January 25, 2007 at 8:44 PM (Able Bodied Antics, Assumptions, On Being Fat) (, )

Is here., and made me think about my own frames about communication and realized that I need to broaden my perception of how communication happens and what constitutes facile communication…and, it also jogged my memory the assumptions folks can make about my impairments.

1. “I know bunches of people with CP who drive…you should drive [Subtext: “She doesn’t want to drive and she really could and she won’t because she’s lazy and likes having people run her around.]

Um no. My depth perception and lack of much clear peripheral vision in the right eye are “off” enough for me to have no sense of lenghth of the vehicle or be in danger of anyone who wanted to come up on my right. My reflexes are further shot since the chemo…just no.

I live in the freakin’ Rockies…with some of the best scenic driving around in the other three quarters of the year…do you think that if I *could* drive through Rocky Mountain National Park, that I wouldn’t *beg* for that license?

Wake UP!

2. “You’re smart, so you’re not really disabled…why are you asking for all this help?”

Smart gets you 50 cents and a cup of coffee at Denny’s. If the physical plant of an entertainment venue, a job, a school, a rec facility, a church etc etc…is not wheelchair accessible, or is only minimally so…I have to go collaborate immediately with those in charge to work to find an acceptable solution. *That’s not whining!* It’s necessary.

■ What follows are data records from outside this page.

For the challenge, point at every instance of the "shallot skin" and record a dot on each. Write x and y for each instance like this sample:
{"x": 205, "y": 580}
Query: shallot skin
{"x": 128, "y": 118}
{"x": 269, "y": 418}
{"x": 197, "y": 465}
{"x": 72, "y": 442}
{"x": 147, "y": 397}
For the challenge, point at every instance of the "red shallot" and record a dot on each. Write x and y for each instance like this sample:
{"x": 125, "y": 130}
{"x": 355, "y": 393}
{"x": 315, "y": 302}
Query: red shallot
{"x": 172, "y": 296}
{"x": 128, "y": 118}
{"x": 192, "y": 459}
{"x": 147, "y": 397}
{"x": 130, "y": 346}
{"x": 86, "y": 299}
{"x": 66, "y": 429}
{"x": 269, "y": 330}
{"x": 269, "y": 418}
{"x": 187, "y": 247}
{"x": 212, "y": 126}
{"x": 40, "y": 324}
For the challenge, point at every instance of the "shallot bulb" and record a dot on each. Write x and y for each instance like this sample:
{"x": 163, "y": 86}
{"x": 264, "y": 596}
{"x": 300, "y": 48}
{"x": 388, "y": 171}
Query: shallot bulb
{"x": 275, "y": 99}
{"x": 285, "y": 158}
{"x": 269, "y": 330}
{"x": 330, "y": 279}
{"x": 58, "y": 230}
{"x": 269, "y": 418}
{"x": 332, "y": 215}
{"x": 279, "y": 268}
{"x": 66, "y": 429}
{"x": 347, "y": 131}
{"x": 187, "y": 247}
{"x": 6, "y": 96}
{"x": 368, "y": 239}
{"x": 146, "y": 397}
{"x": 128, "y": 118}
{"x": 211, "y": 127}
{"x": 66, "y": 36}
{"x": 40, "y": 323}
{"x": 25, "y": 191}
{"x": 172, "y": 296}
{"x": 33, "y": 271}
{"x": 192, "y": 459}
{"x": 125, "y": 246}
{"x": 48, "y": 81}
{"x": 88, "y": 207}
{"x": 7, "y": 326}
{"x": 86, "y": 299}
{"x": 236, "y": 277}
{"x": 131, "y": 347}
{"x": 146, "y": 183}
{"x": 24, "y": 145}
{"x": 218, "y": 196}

3. “I could never live like that.” [Subtext: I don’t want to, no one should so let’s minimize the validity of that life, that particular experience]

It’s amazing what you find you can do, because you must do it. So don’t tell me the strategies I use to live my life are “impossible.” It’s your imagination that has limits on it, placed there by fear

4. “I don’t understand how you can possibly [insert activity here].”

And, I don’t have time to explain how I can possibly [insert activity here.]

And the most annoying assumption of all. Running through some abled’s strangers heads, never really spoken:

“Simply because you are 1. Disabled and 2. Fat, that means the clothes you wear, the food you eat, the things you like, the workarounds you do, your dating life, your recreational habits, your spirituality, your relationships with friends or family…are all open for me the abled to poke my nose in *and pontificate* about things that are….(wait for it)…actually none of my business, personal things I would *never* offer an opinon or judgement about to an able and /or thin person.”

The only thing right about *that* of course is that how any one individual with impairments or any group of people handle their impairments is, very very often: None of an able stranger’s business.